“Gangsta's Paradise”
“If they can't understand it, how can they reach me”. Sepenggal lirik dalam “Gangsta's Paradise” itu memicu pertanyaan lain, kalau tidak paham masalah, seperti halnya isu pelik perkotaan, bagaimana bisa mencari solusi.
Gangsta's Paradise, lagu yang nge-hits di tahun 1990an kembali terngiang-ngiang di kepala ketika berbagai media memberitakan kematian rapper penyanyinya, Coolio, pekan lalu.

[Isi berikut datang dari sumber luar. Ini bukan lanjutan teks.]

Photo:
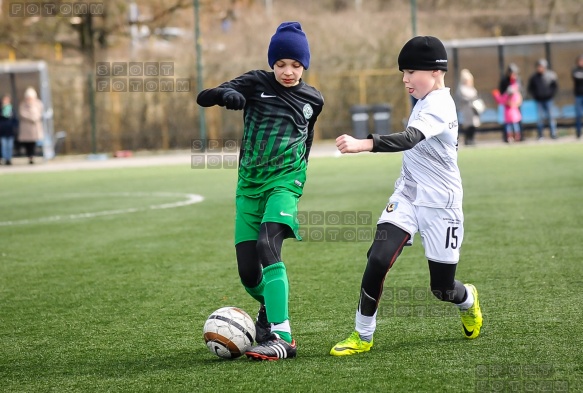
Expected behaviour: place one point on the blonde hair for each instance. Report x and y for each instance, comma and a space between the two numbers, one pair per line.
30, 93
466, 76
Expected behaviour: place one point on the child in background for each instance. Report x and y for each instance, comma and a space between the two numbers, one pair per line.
511, 99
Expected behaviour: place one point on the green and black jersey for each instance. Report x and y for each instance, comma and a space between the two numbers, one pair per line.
278, 130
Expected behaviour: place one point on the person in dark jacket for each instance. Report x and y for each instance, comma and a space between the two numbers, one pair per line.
543, 86
578, 90
7, 127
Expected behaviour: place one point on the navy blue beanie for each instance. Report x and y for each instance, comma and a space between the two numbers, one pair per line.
289, 42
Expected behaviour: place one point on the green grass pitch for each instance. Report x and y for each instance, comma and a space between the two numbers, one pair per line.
103, 290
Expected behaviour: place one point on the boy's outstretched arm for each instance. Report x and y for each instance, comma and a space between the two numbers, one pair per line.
375, 143
222, 96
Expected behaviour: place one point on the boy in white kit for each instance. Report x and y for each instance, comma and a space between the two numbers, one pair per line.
427, 198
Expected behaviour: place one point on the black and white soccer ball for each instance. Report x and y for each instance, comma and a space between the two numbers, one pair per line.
229, 332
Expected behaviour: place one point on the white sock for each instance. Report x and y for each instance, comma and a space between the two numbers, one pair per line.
365, 326
469, 302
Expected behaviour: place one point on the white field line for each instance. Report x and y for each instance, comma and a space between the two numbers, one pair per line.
186, 199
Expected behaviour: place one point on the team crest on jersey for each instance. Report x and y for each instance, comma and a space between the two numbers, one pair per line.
391, 207
308, 111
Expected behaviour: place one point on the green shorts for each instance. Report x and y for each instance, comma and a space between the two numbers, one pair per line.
276, 205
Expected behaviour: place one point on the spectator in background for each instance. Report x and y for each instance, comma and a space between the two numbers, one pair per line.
466, 95
31, 122
511, 99
578, 87
543, 86
7, 126
511, 74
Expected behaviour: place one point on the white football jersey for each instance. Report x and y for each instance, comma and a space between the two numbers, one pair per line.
430, 175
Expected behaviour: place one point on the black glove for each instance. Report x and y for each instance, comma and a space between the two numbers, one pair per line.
234, 100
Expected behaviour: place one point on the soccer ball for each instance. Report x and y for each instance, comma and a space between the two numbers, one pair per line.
229, 332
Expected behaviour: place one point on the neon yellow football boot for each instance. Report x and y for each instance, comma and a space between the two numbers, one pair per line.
472, 317
351, 345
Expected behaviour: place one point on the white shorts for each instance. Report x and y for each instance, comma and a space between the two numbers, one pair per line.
441, 230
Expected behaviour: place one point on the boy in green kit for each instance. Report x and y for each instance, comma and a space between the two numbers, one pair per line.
279, 112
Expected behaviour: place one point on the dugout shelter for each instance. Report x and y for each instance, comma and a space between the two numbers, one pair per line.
488, 58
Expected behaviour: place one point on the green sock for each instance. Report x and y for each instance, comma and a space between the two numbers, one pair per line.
285, 336
276, 292
257, 292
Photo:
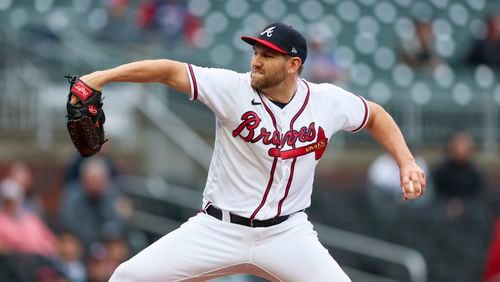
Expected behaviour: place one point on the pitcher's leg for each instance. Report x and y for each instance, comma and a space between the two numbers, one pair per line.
201, 245
297, 255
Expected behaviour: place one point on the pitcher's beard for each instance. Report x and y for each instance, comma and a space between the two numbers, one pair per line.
261, 81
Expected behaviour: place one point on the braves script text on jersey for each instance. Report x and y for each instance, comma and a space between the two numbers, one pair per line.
264, 158
262, 168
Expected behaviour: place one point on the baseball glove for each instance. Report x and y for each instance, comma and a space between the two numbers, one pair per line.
85, 117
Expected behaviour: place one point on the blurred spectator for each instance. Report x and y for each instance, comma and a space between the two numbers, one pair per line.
90, 207
171, 17
21, 229
321, 64
70, 256
28, 268
384, 186
487, 50
457, 177
146, 12
420, 51
492, 266
117, 9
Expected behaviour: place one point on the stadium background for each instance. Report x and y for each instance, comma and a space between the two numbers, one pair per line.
158, 137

Keep spendin' most our lives, livin' in the gangsta's paradise
Look at the situation they got me facin'
I can't live a normal life, I was raised by the street
Melalui lagu yang membawanya memenangi penghargaan musik Grammy pada 1996 itu, Coolio berbagi kisah getir kaum muda yang terperangkap sebagai anggota geng di perkotaan Amerika Serikat. Semasa remaja, ia sendiri akrab dengan kehidupan geng. Ia dan banyak remaja lain yang rata-rata dari keluarga miskin, tidak harmonis, dan bermasalah, terbiasa terlibat kejahatan jalanan, menyandang stigma buruk sebagai sampah masyarakat, hingga menghadapi kematian dini.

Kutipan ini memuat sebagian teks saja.